Godwin Emefiele is an incurable optimist. The governor of Central Bank of Nigeria (CBN) has set for Nigeria’s banking system a rather ambitious target on the thorny issue of financial inclusion. Emefiele wants 80 per cent of Nigerian adults to own bank accounts by 2020. The CBN governor argued that only 50 per cent of Nigerian adults are currently in the banking network.
Recent statistics from the banking system put a huge question mark on Emefiele’s assertion. By December 31, 2016, there were 84.5 million accounts in the nation’s deposit money banks (DMBs). The 84.5 million accounts were owned by about 35 million individuals and corporate bodies.
The 2006 population census projection was that there would be 98.9 million adults in Nigeria by 2012. Based on that projection, the adult population of Nigeria should be well over 100 million now. However, for the purpose of this discussion, one would put Nigeria’s adult population at 98.9 million. Simple arithmetic shows that 50 per cent or half of that figure is 49.45 million. Even at the best of times, the number of individual account holders in Nigerian banks has never crossed the 40 million mark. In fact, the emergence of the bank verification number (BVN) has even worsened what has been a bad situation.
On April 2017, statistics from the banking industry showed that BVN had knocked off six million account holders from the banking system. The data showed that only 29 million individual account holders were captured by BVN.
Besides, out of the 84.5 million accounts in all the DMBs in Nigeria at the close of business in December 31, 2016, only 46 million were captured in April 2017 by BVN. In other words, BVN knocked off close to 38 million accounts from the system. Some six million account holders could not lay claims to 38 million accounts in the banking system. The money trapped in the 38 million accounts was in the range of N2 trillion. BVN has kept the N2 trillion out of the reach of their owners though banks are still trading on them surreptitiously. From all indications, Emefiele’s claim of 50 per cent financial inclusion is questionable.
Even more questionable is the target of reaching 80 per cent financial inclusion by the magic year 2020. That is the year Nigeria hopes to join the exclusive club of the 20 largest economies in the world. With 2020 just a scant three years away, it looks increasingly elusive for Africa’s largest economy to hit that target.
Now the CBN governor has set yet another seemingly elusive target. The infrastructure on ground is appallingly inadequate to sustain the drive to attain the target. Emefiele’s worry about the country’s low financial inclusion is understandable. At the moment, there is more money under people’s pillows and other unholy vaults than there is in the banking system. That simply makes liquidity management a Herculean task. When the CBN mops up liquidity in the banking system with the hope of curtailing inflation, it ends up hiking the cost of funds in the system while the excess funds outside the banking system joins the hike in the cost of funds to escalate inflation.
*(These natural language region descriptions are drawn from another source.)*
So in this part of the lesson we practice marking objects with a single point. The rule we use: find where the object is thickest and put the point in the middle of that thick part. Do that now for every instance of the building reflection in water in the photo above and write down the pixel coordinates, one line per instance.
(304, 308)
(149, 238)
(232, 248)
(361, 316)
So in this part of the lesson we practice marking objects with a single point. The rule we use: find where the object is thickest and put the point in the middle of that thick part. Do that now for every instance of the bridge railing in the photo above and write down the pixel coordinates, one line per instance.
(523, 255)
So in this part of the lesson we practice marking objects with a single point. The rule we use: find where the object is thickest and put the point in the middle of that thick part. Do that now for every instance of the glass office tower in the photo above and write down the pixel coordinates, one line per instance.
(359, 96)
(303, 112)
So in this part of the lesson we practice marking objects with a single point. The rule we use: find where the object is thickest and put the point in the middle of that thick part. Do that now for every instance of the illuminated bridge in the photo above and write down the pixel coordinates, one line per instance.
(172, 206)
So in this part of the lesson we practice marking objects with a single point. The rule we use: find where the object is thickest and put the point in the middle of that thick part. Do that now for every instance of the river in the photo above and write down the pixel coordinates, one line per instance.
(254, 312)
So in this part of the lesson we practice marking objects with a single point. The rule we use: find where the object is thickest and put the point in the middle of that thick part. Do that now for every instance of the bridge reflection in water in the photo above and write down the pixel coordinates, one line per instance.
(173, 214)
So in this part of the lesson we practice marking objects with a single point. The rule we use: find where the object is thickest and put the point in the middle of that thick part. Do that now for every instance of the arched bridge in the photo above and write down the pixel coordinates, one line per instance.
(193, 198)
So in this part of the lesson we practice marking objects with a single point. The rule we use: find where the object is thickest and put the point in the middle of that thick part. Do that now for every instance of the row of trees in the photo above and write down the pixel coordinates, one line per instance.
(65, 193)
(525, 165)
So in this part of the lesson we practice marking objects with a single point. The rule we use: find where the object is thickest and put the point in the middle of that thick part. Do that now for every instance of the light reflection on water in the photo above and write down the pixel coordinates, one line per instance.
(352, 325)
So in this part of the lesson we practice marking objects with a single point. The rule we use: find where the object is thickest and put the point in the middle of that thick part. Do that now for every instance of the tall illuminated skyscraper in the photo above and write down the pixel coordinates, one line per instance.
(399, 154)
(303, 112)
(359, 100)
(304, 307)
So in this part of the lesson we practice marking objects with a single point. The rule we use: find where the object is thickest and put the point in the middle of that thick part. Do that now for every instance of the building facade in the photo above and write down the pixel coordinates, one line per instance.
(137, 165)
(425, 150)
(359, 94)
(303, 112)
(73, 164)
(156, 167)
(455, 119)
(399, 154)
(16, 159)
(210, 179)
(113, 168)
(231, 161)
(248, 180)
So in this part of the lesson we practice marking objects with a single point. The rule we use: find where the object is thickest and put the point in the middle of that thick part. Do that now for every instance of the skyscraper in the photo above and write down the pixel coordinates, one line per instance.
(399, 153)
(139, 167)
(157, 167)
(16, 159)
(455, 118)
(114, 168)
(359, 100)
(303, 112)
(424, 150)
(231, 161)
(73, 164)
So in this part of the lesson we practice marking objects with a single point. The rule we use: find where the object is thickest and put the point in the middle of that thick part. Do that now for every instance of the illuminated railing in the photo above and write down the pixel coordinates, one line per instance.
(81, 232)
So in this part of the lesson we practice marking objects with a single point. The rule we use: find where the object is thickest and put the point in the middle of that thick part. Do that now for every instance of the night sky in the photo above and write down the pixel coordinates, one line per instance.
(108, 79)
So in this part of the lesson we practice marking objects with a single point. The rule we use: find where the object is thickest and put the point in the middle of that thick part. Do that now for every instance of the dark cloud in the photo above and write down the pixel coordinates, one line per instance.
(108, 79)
Besides, there is a direct relationship between poverty and financial exclusion. Most of Nigeria’s 110 million people toiling below poverty line have no access to banking services. They cannot raise micro-credits as low as N5, 000 to start the business of selling recharge cards. That handicap keeps them perpetually in poverty.
The fight against poverty therefore begins with aggressive pursuit of financial inclusion. Unfortunately, Emefiele’s ambitious target is not the solution. Right now banking services in Nigeria is practically restricted to the urban areas. Ibiono-Ibom local government area in Akwa Ibom State is a classic example.
There is electricity in at least 90 per cent of the local government area. There is GSM telephone networks in all the villages in the local government. Ironically, there is not even a banking cash office in the whole LGA. The nearest bank branch to the headquarters of the LGA is some 30 kilometers away in Uyo. There are hundreds of LGAs in Nigeria that are deprived of banking services like Ibiono Ibom.
Emefiele’s ambitious 80 per cent financial inclusion target for 2020 must therefore start with an aggressive campaign for rural banking. There are stacks of naira notes stashed away in homes in rural Nigeria. The CBN should compel banks to open at least a cash office in each of the 774 local government headquarters.
The situation is so bad that the banks have developed queasiness for rural Nigeria. Ishiet Market on the outskirts of Uyo is a booming fish market located in a village by the seashore. Fishermen from fishing ports sell dried fish and crayfish in the market. A conservative estimate of daily transactions in the market is N10 million. Ironically, there is not even a bank cash office in the market.
Besides, the CBN ambitious financial inclusion target must address the sensitive issue of deposit rates. Banks must be compelled to pay deposit rates that would encourage people to drop their money with them. Current deposit rates for the lower end of the market borders on deprivation.